Hypomania and Alcohol Use

Individuals with clinically significant Mood Disorders such as Depressive Disorder and Bipolar Disorder have long been considered to be at risk for alcohol abuse and dependence. Mood fluctuations such as those found in Bipolar Disorder are tied to substance use in multiple ways. Some with these conditions report substance use to self-medicate negative symptoms. The effects of substance use to self-medicate, however, are unpredictable, varied and can result in worsened symptoms or a free-standing Substance Use Disorder. Additionally, the more ‘pleasant’ (Piper, 2010) symptoms of Mood Disorders such as Bipolar I and Bipolar II also seem to impact patterns of substance use.

Periodic and problematic alcohol use such as binge-drinking may be an indicator that those who use alcohol this way are experiencing a type of mood instability known as hypomania. Hypomania is a type of mood problem characterized by periods of time in which one’s mood is persistently elevated, expansive or irritable over a period of several days. Hypomania is considered one of the mood stages found in Bipolar I Disorder and Bipolar II Disorder. It is a mood state that is distinctly different than the extreme mood ‘poles’ of depression or mania commonly seen in these conditions.

Researchers believe that those who have episodes of hypomania may experience a fluctuation in their drinking behaviors just as they experience a fluctuation in their moods. Individuals with hypomania may not drink consistently, but may drink more when they do drink.

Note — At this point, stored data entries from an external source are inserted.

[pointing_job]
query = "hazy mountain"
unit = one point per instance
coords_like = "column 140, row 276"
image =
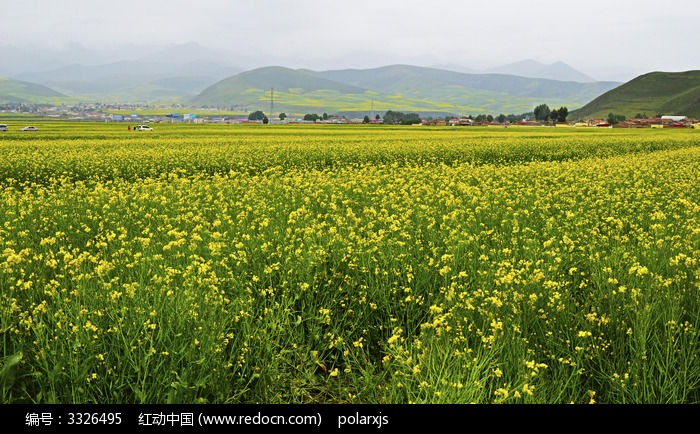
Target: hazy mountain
column 395, row 87
column 16, row 91
column 559, row 71
column 175, row 72
column 666, row 93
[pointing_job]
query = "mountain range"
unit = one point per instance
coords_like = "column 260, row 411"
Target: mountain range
column 395, row 87
column 192, row 75
column 652, row 94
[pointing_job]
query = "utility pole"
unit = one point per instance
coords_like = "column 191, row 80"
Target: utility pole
column 272, row 102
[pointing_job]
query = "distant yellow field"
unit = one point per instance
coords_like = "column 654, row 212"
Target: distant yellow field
column 349, row 264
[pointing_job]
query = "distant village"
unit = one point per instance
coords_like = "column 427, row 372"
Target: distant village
column 105, row 113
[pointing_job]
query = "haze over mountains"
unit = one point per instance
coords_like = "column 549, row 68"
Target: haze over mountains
column 194, row 75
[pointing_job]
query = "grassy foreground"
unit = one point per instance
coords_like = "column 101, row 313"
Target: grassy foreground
column 349, row 264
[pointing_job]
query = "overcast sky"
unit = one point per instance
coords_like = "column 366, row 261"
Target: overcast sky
column 604, row 39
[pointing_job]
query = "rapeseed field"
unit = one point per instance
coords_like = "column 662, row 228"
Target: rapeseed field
column 349, row 264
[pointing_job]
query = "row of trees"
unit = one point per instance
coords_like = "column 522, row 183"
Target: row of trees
column 541, row 113
column 544, row 113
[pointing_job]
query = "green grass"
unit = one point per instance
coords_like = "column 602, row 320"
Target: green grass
column 348, row 264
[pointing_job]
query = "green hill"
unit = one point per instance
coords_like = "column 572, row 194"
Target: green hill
column 398, row 87
column 15, row 91
column 656, row 93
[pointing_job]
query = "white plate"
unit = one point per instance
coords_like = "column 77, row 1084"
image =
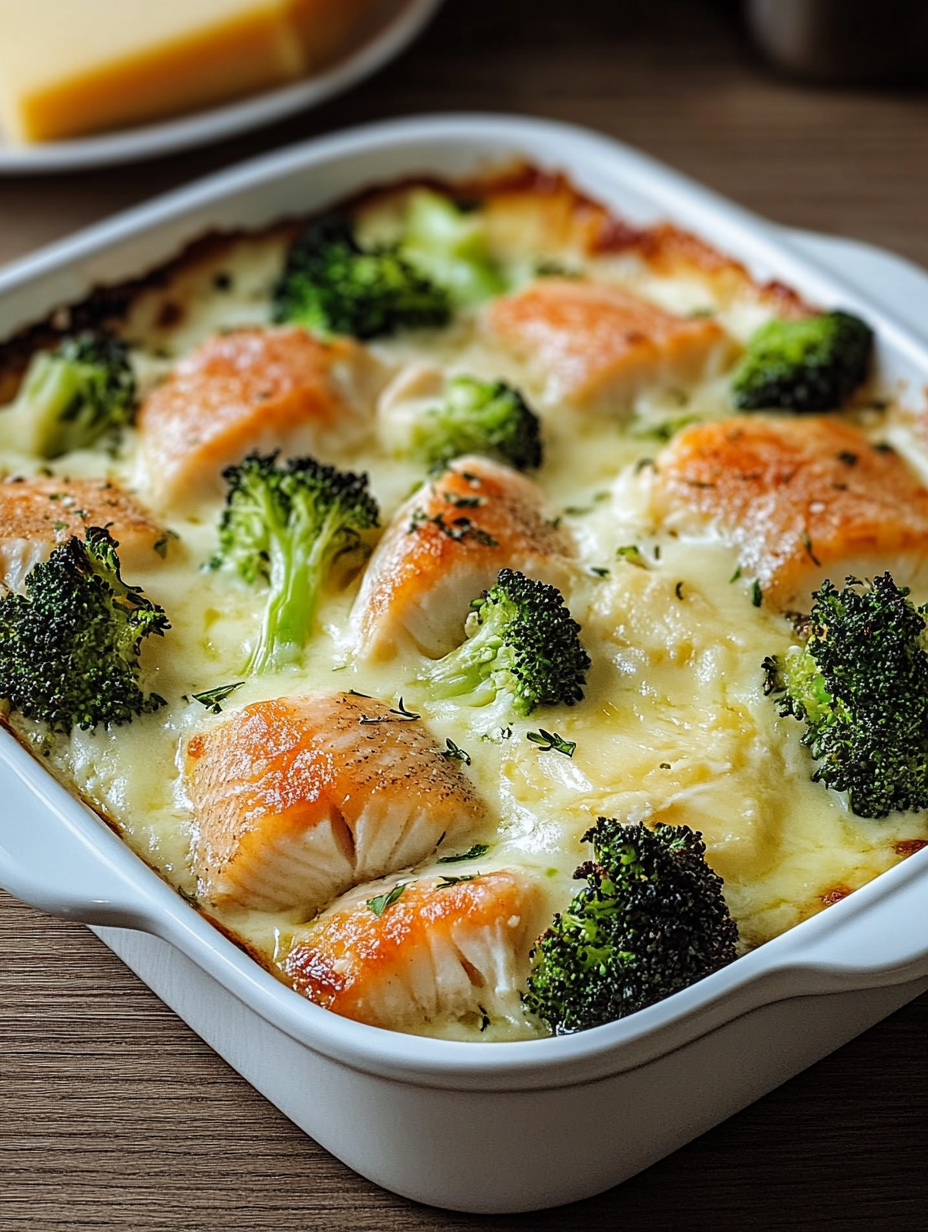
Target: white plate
column 466, row 1125
column 394, row 26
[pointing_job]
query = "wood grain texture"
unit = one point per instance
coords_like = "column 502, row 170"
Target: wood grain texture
column 113, row 1115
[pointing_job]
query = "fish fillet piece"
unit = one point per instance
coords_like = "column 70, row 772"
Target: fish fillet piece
column 439, row 952
column 597, row 345
column 253, row 389
column 445, row 547
column 298, row 798
column 804, row 499
column 38, row 513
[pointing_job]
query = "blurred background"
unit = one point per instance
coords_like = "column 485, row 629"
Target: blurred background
column 113, row 1114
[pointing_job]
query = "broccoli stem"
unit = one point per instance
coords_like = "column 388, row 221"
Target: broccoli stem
column 461, row 672
column 298, row 557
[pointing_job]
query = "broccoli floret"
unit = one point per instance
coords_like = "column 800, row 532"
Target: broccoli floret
column 287, row 525
column 478, row 417
column 811, row 364
column 651, row 920
column 860, row 685
column 69, row 646
column 73, row 397
column 449, row 244
column 333, row 286
column 521, row 651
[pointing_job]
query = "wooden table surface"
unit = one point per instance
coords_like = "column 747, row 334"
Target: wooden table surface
column 113, row 1115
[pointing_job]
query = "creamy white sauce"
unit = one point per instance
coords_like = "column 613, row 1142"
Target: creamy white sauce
column 674, row 725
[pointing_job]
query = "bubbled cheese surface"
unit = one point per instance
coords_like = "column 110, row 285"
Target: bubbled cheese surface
column 674, row 726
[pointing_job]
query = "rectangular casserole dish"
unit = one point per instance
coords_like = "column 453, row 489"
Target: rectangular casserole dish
column 478, row 1127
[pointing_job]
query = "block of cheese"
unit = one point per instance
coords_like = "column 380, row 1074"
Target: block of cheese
column 73, row 67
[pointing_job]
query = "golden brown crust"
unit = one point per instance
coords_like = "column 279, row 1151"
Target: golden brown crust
column 802, row 498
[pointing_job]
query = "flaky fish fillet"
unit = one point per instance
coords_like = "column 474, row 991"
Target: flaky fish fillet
column 253, row 389
column 804, row 498
column 297, row 798
column 444, row 547
column 597, row 345
column 38, row 513
column 439, row 952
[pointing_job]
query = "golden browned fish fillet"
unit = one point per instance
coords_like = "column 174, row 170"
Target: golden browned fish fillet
column 444, row 547
column 802, row 498
column 438, row 952
column 38, row 513
column 253, row 389
column 296, row 800
column 597, row 345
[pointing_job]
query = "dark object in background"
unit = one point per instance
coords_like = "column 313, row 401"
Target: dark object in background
column 844, row 42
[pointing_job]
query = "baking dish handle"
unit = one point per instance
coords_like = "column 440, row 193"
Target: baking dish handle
column 853, row 946
column 61, row 858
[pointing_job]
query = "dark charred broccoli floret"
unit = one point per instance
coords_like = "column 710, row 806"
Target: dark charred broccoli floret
column 523, row 651
column 333, row 286
column 860, row 686
column 73, row 397
column 69, row 646
column 810, row 364
column 651, row 920
column 286, row 525
column 478, row 417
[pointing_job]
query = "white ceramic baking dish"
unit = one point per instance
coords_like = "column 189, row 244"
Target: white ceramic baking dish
column 471, row 1126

Over an extended period of time, for example, those whose moods fluctuate dramatically may have a significant number of abstinent days, but tend to have a widely varying pattern of use such as binge-drinking within that time. ‘Emotional binges’ and drinking binges may coincide in those with this particular type of mood instability.

Hypomania is a non-depressed state with similarities to mania. It is not, however, as severe as mania which can lead to the need for emergency psychiatric treatment. While hypomania typically tends toward mania in increased energy and increased activity, it is not severe enough to cause the type of impairment in social or occupational functioning that mania does. Hypomania does not require hospitalization and does not have psychotic features. A manic episode on the other hand may require hospitalization for protection and medical stabilization and may also involve hallucinations and/or delusions.

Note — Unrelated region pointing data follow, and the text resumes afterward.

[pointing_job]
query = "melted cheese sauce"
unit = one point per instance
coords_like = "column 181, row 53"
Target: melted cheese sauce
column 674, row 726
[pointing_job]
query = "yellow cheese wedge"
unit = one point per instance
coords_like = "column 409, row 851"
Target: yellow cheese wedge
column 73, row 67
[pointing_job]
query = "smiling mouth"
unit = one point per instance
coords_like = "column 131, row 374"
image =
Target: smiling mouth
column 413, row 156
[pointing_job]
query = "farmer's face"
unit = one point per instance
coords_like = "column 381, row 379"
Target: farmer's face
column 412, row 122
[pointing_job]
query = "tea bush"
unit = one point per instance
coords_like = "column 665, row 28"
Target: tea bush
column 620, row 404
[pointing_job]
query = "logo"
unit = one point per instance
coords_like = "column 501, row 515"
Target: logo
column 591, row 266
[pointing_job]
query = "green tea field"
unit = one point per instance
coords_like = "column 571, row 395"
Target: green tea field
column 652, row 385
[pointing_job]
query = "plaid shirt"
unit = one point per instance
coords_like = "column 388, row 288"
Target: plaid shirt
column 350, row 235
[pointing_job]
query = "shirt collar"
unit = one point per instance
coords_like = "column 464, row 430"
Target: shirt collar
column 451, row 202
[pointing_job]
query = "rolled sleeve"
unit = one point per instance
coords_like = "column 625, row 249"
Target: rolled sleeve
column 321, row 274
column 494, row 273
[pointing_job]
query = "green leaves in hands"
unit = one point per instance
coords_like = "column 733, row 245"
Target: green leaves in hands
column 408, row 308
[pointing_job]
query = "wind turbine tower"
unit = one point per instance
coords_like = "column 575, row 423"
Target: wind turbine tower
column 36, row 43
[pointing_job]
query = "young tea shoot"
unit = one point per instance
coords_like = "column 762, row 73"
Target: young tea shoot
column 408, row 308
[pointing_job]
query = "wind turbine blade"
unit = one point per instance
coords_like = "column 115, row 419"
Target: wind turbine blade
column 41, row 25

The symptoms of hypomania include the following:

  • an inflated self-esteem or grandiosity
  • an inflated sense of well-being
  • a decreased need for sleep
  • increased talking
  • racing thoughts
  • increased activity
  • increased pleasure-seeking

While those who experience hypomania can observe the symptoms in themselves, others note a change in those who have a hypomanic episode as well. The symptoms listed above are clearly present and observable by others who share a social or work setting with the affected individual and are mark a distinct change in usual functioning.

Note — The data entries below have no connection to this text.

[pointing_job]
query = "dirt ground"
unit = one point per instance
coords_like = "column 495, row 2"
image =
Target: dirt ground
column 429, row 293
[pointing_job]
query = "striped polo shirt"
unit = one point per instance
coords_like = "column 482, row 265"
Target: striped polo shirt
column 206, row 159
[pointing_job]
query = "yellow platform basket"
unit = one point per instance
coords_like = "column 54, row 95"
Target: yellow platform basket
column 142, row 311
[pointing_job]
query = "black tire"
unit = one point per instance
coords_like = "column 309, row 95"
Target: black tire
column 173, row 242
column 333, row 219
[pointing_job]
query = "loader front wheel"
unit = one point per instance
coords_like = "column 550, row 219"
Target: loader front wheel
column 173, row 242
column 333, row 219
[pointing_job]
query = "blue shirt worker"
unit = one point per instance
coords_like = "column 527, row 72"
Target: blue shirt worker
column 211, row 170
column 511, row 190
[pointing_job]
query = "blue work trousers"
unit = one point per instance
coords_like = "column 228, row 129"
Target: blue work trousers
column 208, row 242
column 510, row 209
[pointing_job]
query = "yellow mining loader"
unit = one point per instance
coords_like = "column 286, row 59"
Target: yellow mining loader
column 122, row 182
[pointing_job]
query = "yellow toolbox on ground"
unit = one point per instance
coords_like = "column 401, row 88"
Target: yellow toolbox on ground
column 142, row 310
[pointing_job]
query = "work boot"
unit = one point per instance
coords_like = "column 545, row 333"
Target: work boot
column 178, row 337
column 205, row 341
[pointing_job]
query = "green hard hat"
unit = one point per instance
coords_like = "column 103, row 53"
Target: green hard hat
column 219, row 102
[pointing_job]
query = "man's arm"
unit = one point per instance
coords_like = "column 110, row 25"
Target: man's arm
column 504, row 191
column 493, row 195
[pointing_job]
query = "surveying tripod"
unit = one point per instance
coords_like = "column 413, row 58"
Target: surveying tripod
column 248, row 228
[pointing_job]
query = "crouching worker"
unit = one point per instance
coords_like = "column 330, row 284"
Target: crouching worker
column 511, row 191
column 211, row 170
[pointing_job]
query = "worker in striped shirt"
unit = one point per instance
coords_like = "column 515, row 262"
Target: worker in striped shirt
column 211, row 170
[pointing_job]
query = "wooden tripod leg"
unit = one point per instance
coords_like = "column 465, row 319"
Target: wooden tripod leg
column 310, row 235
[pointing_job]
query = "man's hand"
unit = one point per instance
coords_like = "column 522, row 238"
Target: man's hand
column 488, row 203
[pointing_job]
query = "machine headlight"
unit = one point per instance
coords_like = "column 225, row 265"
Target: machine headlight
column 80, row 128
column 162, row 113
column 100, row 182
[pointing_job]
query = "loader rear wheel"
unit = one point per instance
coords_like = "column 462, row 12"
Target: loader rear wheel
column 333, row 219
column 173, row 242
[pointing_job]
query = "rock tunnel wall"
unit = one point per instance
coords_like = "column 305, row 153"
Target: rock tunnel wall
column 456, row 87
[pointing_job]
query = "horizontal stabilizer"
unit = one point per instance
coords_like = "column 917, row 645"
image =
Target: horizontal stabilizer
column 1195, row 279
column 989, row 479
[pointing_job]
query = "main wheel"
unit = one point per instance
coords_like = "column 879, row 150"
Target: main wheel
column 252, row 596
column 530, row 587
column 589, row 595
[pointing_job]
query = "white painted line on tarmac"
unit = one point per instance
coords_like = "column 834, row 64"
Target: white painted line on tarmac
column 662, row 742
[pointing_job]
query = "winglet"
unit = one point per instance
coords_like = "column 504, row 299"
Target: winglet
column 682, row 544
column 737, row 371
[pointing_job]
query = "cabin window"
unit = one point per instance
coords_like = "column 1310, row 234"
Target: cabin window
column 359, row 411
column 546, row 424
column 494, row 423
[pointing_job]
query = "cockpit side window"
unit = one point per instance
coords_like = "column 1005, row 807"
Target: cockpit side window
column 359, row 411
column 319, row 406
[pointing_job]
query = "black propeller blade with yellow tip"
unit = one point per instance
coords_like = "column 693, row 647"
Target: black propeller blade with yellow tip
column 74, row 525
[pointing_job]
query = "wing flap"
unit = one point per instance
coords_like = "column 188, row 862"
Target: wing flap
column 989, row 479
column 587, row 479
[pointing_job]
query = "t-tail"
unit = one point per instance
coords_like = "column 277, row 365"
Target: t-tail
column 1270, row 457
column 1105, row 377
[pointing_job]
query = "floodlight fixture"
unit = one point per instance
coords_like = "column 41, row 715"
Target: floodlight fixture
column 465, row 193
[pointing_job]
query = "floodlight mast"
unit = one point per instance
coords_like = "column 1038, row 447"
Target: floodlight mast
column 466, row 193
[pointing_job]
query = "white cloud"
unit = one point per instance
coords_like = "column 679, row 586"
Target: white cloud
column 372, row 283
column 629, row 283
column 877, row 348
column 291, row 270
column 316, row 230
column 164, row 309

Hypomanic episodes may alternate with periods of depression to create significant distress or impairment in one’s ability to function socially, occupationally or in some other important area of life functioning. This occurs in Bipolar II Disorder, a mood disorder which can range from mild to severe in the effects upon one’s ability to function well over an extended period. Bipolar II Disorder is characterized by fluctuations in mood from depression to hypomania which occur over a period of time. Unlike Bipolar I Disorder, the extremes of mood fluctuations do not include mania in Bipolar II. The depressive symptoms in Bipolar II, however, can be severe and debilitating, requiring treatment. Those who have Bipolar II Disorder tend to view the hypomanic episodes as a positive period of relief from depression. These periods of hypomania, may, however, have their own negative consequences for those who use substances.